So my mom relapsed a while ago and I had to stay at my aunt's for a while. It was not great there, but it was not terrible either. Kids screaming everywhere and weird crap going on all the time, I just did not want to be there before summer got out so I was placed with my Christian step-father. I got to go to a school I went to earlier last year (Granite Falls High school) and things were good, until he asked me if I wanted to go to church. I told him yes just to get him off my back a little but my mistake. He began trying to get me to do a bunch of Christian stuff that I did not want to do.
Finally, I told him I was still Atheist (because he knew I was before) and he got angry. He gave me a long discussion on how it was disrespectful to go into a church being an Atheist and shut out everything they said. Which was totally not true! I tried my hardest to keep an opened mind, but I unintentionally kept contradicting what they were saying because it was too easy for me. So I kept going to that church service for their donuts. Finally I got sick and tired of them and just stopped going.
Then we lost that house. We had to move in with another Christian family (whose kids are even more annoying than my aunt's) and we're sleeping in the living room. Well, my step-father kept on saying, "Man, see what happens when you pray?"
At first I just nudged it off and continued on, but they are becoming more and more frequent. Now we want to move out of our friend's house because of the children and how dirty everything is all the time and my step-father is looking for houses. He found like, four but we still haven't moved. He keeps saying he's seeing houses for sale and that he is getting deals on houses in town and stuff but we still aren't moving.
I'm writing a book. It's not something my step-dad or my brother (who is also living with us) would enjoy. It's has nothing to do with Atheism or anything, I just don't think they would enjoy a Zombie book. Anyways, I've been trying to write at the house for two days but every time I do and my step-father catches me he makes me do something. It could be anything like, "Ty, take out the garbage real fast then fold all the clothes, then get dressed and go to bed."
I try to ask him if Brandon (my younger brother) could do something, like folding the clothes so I have time to write for a little bit and he gets angry and tells me that I just need to listen to him and not fight over chores. I wasn't fighting over chores, I just asked politely if I could write for a little, but whatever. I'd get up and do it then go to bed without getting a word down. I know he may not really be trying to make it so I can't write, but it feels like it. If I don't do something right when he asks he'll just stare at me until I get up to do it. Like last night, I was folding some clothes when he tells me to go brush my teeth and go to bed so I was finishing up my clothes and he stood at the foot of the stairs for the whole time and stared at me until I finally got up and saw him staring, then I asked him if he was watching me the whole time and he says, "That's not important, just go brush your teeth and go to bed."

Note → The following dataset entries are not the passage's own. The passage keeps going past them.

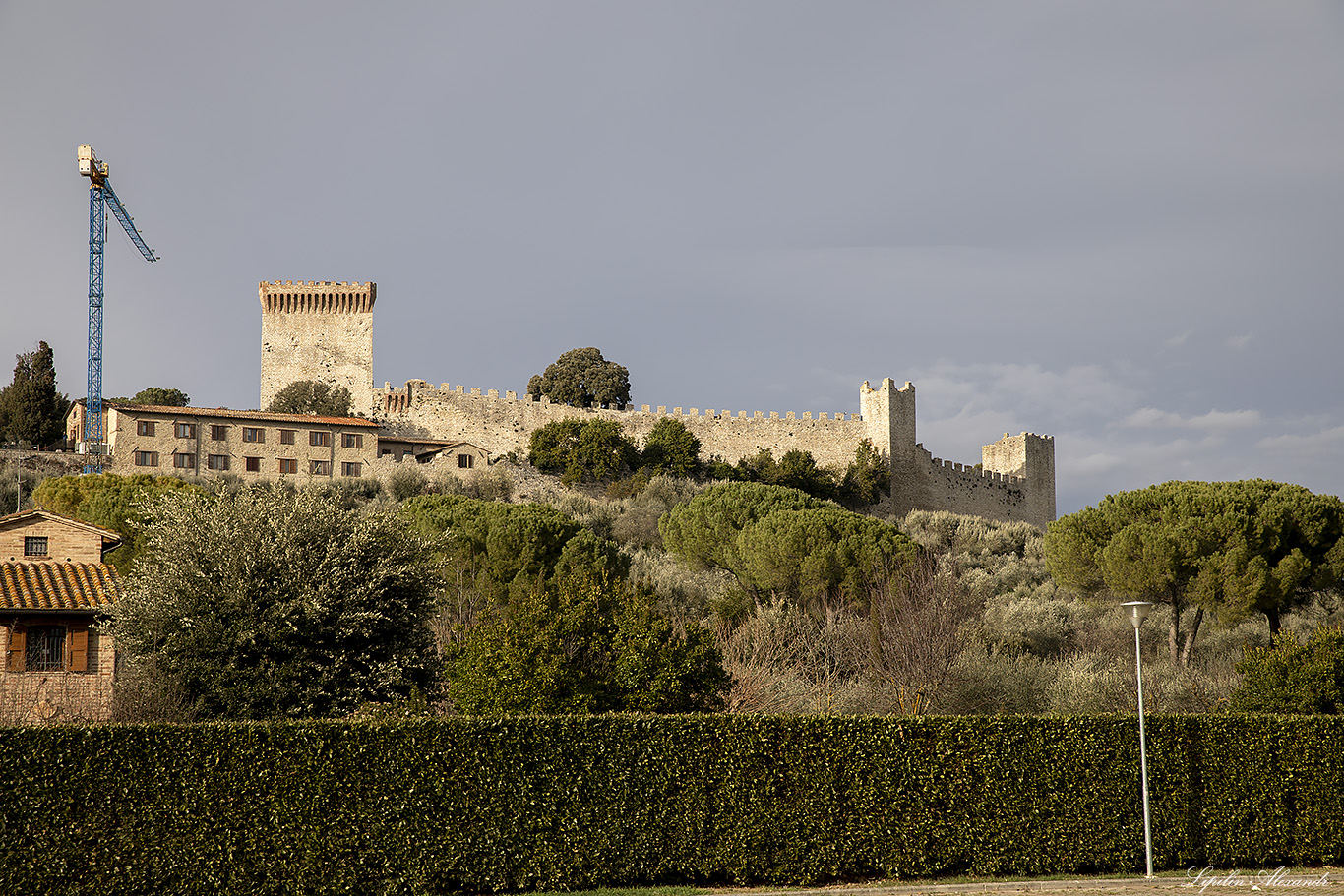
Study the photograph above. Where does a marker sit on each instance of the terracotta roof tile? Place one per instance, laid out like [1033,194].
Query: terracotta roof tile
[58,586]
[242,415]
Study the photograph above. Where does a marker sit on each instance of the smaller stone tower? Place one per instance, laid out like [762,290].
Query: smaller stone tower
[318,330]
[1031,457]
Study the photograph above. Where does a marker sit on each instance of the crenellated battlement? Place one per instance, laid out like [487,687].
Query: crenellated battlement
[324,330]
[400,400]
[323,297]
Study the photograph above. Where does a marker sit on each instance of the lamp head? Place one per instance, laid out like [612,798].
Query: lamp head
[1135,612]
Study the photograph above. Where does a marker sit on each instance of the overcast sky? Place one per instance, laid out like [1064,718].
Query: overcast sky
[1119,223]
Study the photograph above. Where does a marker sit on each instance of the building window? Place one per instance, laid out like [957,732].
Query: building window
[44,648]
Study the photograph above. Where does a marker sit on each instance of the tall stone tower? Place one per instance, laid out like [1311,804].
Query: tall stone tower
[318,332]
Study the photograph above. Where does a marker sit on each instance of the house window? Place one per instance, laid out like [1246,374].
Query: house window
[44,649]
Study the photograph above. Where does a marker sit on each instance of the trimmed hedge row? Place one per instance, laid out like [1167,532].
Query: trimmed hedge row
[569,803]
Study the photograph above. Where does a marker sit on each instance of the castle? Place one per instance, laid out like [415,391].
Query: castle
[324,330]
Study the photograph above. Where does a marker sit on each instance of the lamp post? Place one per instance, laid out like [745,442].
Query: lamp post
[1135,612]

I always feel awkward around him and when he tries to talk to me my heart leaps out of my chest. I don't want to live with him anymore and I wish my mom (who is doing better now) would hurry up and move down here so I can live with her. Holy crap I wrote a lot. Hopefully none of you get bored of it. I just needed to vent anyways so, yeah. If you made it down here than thanks for reading this giant wall of text that I have written.
Damn, my uncle is a dick. Always knew it though. Christians are the biggest hypocrites on the face of the planet. Besides, ask him about when he stole money out of my coin collection or when he stole mine and your grandpa's guns and took them to a pawn shop along with some of his coin collection.
Gold Viking coin dated 1112; worth about $90,000. He probably sold it for a few hundred.
Uncirculated Confederate $1 bills: Worth about $160.00 each. I had four and they were in tamper-proof glass cases.
Uncirculated 1930's $2 bills: I had 24, now I have none!
Next time he pisses you off throw that in his face and tell him he IS the true definition of a Christian then tell him "Gods are fragile beings, they can be snuffed out with science or a dose of common-sense."
Don't beat yourself up about the grades, you have a lot on your plate, just try to get them up as best you can. If you could really dive into studying and join some free clubs it could help.
Talk to your school counselor as often as possible. You should explain your situation to them. They can help you with financial aid and college applications. Focusing on the future might help you through this tough time.
It sounds like your step dad is at least trying, hopefully you feel safe with him.
I don't even like writing anything on the internet for the fear that he will read it. I am super paranoid about that and have to look over my shoulder when on Facebook or anything even when he is not home. I am planning to look for jobs because I just turned 16 on the 16th and I will not be able to get into clubs if I work. I want to do Baseball, but I do not know how my work and Baseball will work out together.